Santa Cruz ist Boliviens Corona-Hotspot mit 73% aller landesweiten Infektionen. Diese Zahl muss man allerdings kritisch hinterfragen, denn man darf nicht von der hierzulande vorherrschenden Selbstverständlichkeit ausgehen, dass das Gesundheitssystem die Kosten für die Corona-Testungen trägt. In Bolivien muss jede*r Bürger*in selbst dafür aufkommen. Der Preis für einen Corona-Test beträgt dort 1000 bolivianische Pesos, umgerechnet 128 €, ein halbes bolivianisches Monatsgehalt. Dass dieser Betrag eine deutliche Senkung der Test-Rate zur Folge hat, scheint offensichtlich. Die Tatsache, dass Santa Cruz die reichste Stadt Boliviens ist und dort diejenigen Bürger*innen wohnen, die sich einen Corona-Test am ehesten leisten können, erklärt die 73% der Neuinfektionen. Allerdings zeigt sie auch auf, dass man mit einer hohen Dunkelziffer rechnen muss, denn in anderen Städten bzw. auf dem Land sind die Corona-Tests weiterhin eine Rarität. Die Dunkelziffer in Bolivien und einigen weiteren Ländern Südamerikas wird auf ca. das 15-Fache oder höher geschätzt.

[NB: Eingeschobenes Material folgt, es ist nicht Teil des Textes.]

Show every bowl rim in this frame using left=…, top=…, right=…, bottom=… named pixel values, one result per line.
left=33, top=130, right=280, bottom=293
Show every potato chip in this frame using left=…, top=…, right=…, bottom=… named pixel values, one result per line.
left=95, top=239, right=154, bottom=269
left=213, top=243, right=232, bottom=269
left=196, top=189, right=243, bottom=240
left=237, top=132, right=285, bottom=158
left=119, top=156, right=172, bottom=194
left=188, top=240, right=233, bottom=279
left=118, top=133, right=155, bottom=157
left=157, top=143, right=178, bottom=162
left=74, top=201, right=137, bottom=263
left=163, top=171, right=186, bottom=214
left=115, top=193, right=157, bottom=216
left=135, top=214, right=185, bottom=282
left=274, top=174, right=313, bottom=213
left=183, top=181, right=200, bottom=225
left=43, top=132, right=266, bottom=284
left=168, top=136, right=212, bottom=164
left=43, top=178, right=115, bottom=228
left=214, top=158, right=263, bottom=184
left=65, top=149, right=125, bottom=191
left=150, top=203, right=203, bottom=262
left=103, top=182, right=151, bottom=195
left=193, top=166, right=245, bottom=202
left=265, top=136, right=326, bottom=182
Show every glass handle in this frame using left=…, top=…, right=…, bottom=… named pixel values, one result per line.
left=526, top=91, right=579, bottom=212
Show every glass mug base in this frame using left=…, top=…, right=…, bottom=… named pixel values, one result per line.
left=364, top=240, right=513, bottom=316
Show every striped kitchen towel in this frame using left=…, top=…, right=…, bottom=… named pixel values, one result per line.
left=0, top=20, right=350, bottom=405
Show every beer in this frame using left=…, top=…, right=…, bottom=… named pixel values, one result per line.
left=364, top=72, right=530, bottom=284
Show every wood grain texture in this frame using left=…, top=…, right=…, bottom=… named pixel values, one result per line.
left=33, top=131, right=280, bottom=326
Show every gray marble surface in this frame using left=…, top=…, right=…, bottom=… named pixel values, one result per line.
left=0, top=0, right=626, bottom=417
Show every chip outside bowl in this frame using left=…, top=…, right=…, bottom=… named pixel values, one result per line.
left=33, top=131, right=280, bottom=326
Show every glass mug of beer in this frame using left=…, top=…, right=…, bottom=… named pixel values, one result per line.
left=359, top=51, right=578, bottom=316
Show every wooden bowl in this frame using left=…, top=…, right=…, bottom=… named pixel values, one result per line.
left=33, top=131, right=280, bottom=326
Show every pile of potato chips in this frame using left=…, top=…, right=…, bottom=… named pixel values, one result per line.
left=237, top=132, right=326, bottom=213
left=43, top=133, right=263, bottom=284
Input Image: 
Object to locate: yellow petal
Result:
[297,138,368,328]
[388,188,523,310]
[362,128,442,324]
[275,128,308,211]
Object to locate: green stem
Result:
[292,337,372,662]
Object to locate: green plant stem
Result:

Zudem lässt sich vor dem Hintergrund einer teilweise fehlenden Infrastruktur in ländlichen Gegenden erklären, dass sich wahrscheinlich sehr viele unentdeckte Infektionsgeschehnisse fernab von Krankenhäusern und Intensivstationen abspielen. Hierdurch entstehen weitere Problematiken. Einerseits werden Infektionen weder entdeckt, noch behandelt oder eingedämmt. Andererseits werden sie weiter in Gebiete indigener Völker getragen, deren Immunsystem zuvor nicht mit Keimen der städtischen Gesellschaft konfrontiert war und die deshalb noch mehr durch die Corona-Erkrankung gefährdet sind. Es scheint sich ein ähnlicher Prozess zu wiederholen wie vor knapp 600 Jahren, als die Entdecker der „neuen Welt“ Erkrankungen aus Europa mitbrachten, gegen die die indigene Bevölkerung keine Abwehrmechanismen hatte. Doch nicht nur indigene Stämme, sondern vor allem Bewohner*innen der Armen- und Arbeiterviertel der Städte, die dicht gedrängt in kleinen Häuschen leben und meist als Tagelöhner arbeiten, sind die „Opfer der Pandemie.“ Für sie gibt es – neben der fehlenden medizinischen Versorgung – nicht einmal die Möglichkeit, die Hygienemaßnahmen und Ausgangssperren zu befolgen. All diejenigen, die kleine Gebäcke, Blumen oder Kaugummis auf der Straße verkaufen, aber auch Bauarbeiter*innen und Busfahrer*innen leben von dem, was sie täglich verdienen. Ein Sparkonto oder ein Monatslohn existieren bei ihnen nicht. Wer in dieser Bevölkerungsgruppe tagsüber nicht arbeitet, hat abends kein Geld und die Familie nichts zu essen. Das Privileg einen Mund-Nasen-Schutz zu tragen gibt es häufig nicht, genauso wenig wie den Luxus von fließend Wasser und Desinfektionsmittel. Und wir? Wir wehren uns gegen die Maßnahmen, weil sie „schon echt ungemütlich sind.“

So scheint es, dass diese in Teilen sehr unterschiedlichen Rahmenbedingungen für die deutsche und bolivianische Bevölkerung trotzdem ähnliche Verhaltensweisen im Umgang mit dem Corona-Virus und den ergriffenen Maßnahmen zur Folge haben. Auf der einen Seite werden Regeln nicht befolgt, um das Überleben zu sichern, während auf der anderen – unseren – Seite Unbehagen und zunehmende Bequemlichkeiten ein häufiges Motiv darstellen. Wenn man sich diese Gegenüberstellung vor Augen führt, finde ich es geboten, dass wir die kleinen Alltagshürden befolgen, bevor es zu einer zweiten Infektionswelle kommt, die auch hierzulande viele Existenzen bedrohen würde.